Many students think college is just an item on life’s checklist, said Milosz Pierwola, a professional adventurer and tour guide.
In reality, college should be a time to begin exploring one’s passion, he said. The Class of 2006 alumnus will be speaking to the University community tonight at 6 p.m. in the College Avenue Student Center, speaking about choosing a career in conjunction with the Rutgers University Programming Association (RUPA) and other clubs.
“The most memorable things I have from college that are still with me today, are all of the memories of people who came to the school to speak,” he said. “I respect professors a lot, but many of them simply learned how to excel academically, and they continued in academics rather than going out and finding (other) passions.”
The former lawyer wants to inform students about different methods for entering their choice career fields, he said. In his time, he has been an explorer, a guide, a promoter and an attorney. His dislike of the latter career is what encouraged him to move into the former.
To get to a point where he could become an adventurer, he called companies and asked for sponsorships, and repeating this processes has enabled his present success, he said.
“I would tell students to ask themselves what they do the most besides procrastinating and partying,” he said. “If that’s the thing they like to do … there is a career where people get paid doing that. If that’s the thing you love to do, get paid for it.”
Students should not just graduate and join the first position they are able to find related to their major, he said.
“I’m trying to get people away from thinking college is a multiple choice exam,” he said. “Think outside the box, what do you specifically want? What is the craziest thing that you have wanted to be since you were a child?”
During their undergraduate studies, students should apply to internships or join clubs that match their interests. Rutgers' “global roots” also means instructors at the University usually have connections with professionals in many career fields.
Students can use these connections to gain internships, which will help them further down the line, he said.
The most important aspect is putting in full effort, he said.
“I did all of those things 100 percent, and I encourage students to follow whatever crazy pursuit they wish 100 percent, because when you finally figure out what it is you want to do with your life, you’ll be trying your hardest,” he said.
If people do not put forward their best effort while working at less interesting positions, Pierwola said they will be disadvantaged later on because they will not be trained to actually put in the amount of work they should.
Being interested in one’s career also helps people pay off student loans, he said.
“Debt is a fact of life (but) you can’t go to jail for academic debt,” he said. “If you have no income, you can’t pay your debt and you won’t go to jail.
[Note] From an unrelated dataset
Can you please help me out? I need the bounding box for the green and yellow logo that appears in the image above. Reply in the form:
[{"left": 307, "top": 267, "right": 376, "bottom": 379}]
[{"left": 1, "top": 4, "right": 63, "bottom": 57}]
What happens is if you come out of school, your loan companies have tools available for you to pay off your debt in a timely way.”
While large amounts of debt can be crippling to think about, if graduates focus on their careers, paying back loan companies becomes as simple as paying a phone bill, he said.
“It’s not about paying your loans off, it’s about managing your debt,” he said. “It’s a mutual interest … that you and your loan company have, to get your loans paid off. You want to pay and they want you to pay.”
During his talk tonight, Pierwola will be handing out prizes, and with the help of Celestron and other sponsors, will be donating more than $10,000 to the University. This includes $7,500 in funds and a computerized mobile telescope.
Being able to donate money is a result of his managing of his debt, he said in a Reddit post. By using the resources available in a college, students can more easily enter the career field of their choosing upon graduation.
“Look at college as a toolbox, and know that there are professors and groups and clubs that do all sorts of things that are funded by the University,” he said. “People should be seeing college as something they can take advantage of, not homework and tuition and classes.”